The House on Mango Street, published in 1984, is a pillar of Chicago literature, and is based on Sandra Cisneros’s experiences growing up in Humboldt Park—yet few realize the accomplished author is also a fervent collector of contemporary Latino art. A new exhibition, featuring 55 artists who interpreted the novel’s themes of community and class, opening on April 17 at the National Museum of Mexican Art, was an opportunity to catch up with Cisneros and discuss her personal relationship to the visual arts.

How were you exposed to the art world?

Growing up in Chicago was special because all the museums were free on Sunday. My mother used to take us [Cisneros has six brothers]. We’d run around the Field Museum looking at mummies. I pretended the museums were my house, and that all of Grant Park was my garden. At the Art Institute, we saw the van Goghs and Seurat, and the colors of those paintings come up in my novels. We absorbed so much.

Today the museums are free only during the workday, when working class people are at work! I hope the philanthropists [who funded the free Sundays] realize how much they changed my life. If all the museums were free now, imagine how many artists they would be nurturing. I would not be the writer I am without having visited Chicago’s museums on those free days and the public libraries.
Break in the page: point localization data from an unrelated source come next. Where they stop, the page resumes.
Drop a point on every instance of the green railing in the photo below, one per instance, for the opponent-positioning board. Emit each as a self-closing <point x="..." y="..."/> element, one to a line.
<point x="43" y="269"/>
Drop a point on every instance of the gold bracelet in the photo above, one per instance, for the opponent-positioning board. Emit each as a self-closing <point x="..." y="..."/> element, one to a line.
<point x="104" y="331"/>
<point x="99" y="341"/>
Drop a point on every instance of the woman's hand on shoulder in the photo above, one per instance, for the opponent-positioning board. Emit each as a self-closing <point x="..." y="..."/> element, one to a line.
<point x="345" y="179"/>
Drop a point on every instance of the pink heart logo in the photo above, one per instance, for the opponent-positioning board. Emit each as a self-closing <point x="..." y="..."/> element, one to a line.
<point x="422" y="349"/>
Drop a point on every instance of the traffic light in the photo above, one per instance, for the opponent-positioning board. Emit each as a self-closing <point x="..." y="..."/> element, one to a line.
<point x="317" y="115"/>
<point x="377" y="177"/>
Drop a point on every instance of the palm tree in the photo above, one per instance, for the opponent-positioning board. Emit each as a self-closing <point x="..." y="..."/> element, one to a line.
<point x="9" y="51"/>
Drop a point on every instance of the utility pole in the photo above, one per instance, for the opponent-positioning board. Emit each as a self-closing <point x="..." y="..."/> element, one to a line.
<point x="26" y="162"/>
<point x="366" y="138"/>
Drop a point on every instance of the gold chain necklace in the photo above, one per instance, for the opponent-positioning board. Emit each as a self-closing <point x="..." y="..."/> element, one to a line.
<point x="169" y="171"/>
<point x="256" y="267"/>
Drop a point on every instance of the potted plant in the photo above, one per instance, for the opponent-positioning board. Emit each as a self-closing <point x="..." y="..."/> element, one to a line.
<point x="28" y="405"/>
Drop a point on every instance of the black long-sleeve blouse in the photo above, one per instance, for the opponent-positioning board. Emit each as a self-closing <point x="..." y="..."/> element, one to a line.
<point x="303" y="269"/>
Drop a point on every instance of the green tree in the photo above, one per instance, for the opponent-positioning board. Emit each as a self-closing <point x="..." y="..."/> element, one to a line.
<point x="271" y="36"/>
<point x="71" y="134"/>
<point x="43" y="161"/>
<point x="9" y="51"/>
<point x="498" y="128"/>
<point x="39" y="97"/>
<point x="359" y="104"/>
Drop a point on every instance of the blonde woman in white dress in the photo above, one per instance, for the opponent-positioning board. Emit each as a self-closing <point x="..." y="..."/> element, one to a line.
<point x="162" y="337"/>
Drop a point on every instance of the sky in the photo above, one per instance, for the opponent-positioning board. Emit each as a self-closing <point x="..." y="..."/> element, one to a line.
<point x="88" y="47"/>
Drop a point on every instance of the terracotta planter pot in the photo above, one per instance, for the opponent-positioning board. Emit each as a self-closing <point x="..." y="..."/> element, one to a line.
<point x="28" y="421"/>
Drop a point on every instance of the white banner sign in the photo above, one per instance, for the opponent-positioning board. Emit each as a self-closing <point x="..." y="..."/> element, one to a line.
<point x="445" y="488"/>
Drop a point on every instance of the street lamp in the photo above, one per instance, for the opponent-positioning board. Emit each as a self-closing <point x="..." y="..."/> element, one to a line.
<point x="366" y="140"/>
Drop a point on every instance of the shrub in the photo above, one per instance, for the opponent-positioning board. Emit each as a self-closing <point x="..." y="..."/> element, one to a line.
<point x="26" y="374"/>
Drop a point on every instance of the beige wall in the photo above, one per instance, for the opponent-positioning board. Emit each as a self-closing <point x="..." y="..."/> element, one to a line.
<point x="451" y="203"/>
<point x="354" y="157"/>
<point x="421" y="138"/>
How did you become an art collector?

That’s actually the title of a chapter in my new book, A House of My Own, called “Tenemos Layaway, or How I Became an Art Collector.” I had just left Chicago and relocated to Provincetown. I was 28 years old, and usually I didn’t have $75 to spend on art, but I had it from a recent NEA grant, and I saw a woodcut by Tina Dicky called Woman and the Moon. The woodcut reminded me of Mexican art, so I bought it. It’s still one of my favorite pieces.

Has your art collection grown since then?

Yes, but when I recently moved away from San Antonio [where she lived for 20 years], I decided to keep only the small pieces. I had to let the big paintings go. I found homes for them [as donations], at the National Museum of Mexican Art in Chicago, some for the Museum of Latin American Art in Long Beach, some went to the San Antonio Museum of Art.

How do you find new art to buy for your collection?

I try to help my friends out by buying something from them. Artists are generally broke, so I like to help. In Mexico, where I live now, art isn’t something that is simply made by artists. It is part of everyday life. Art is not in a museum; it’s in the marketplace. Everyone has the opportunity to be an artist. I would even say that everyone in Mexico is an artist. Life is very intense there—intensely beautiful and intensely savage.

Do you also make art?

I made an altar to my mother. It’s on view at the Smithsonian through the summer, in the same gallery as Dorothy’s red slippers! But also, when I’m stuck with my writing I take out my watercolors and my pencil, and I draw.

The House on Mango Street: Artists Interpret Community is free to attend and on view through August 23 at the National Museum of Mexican Art (1852 W. 19th St.).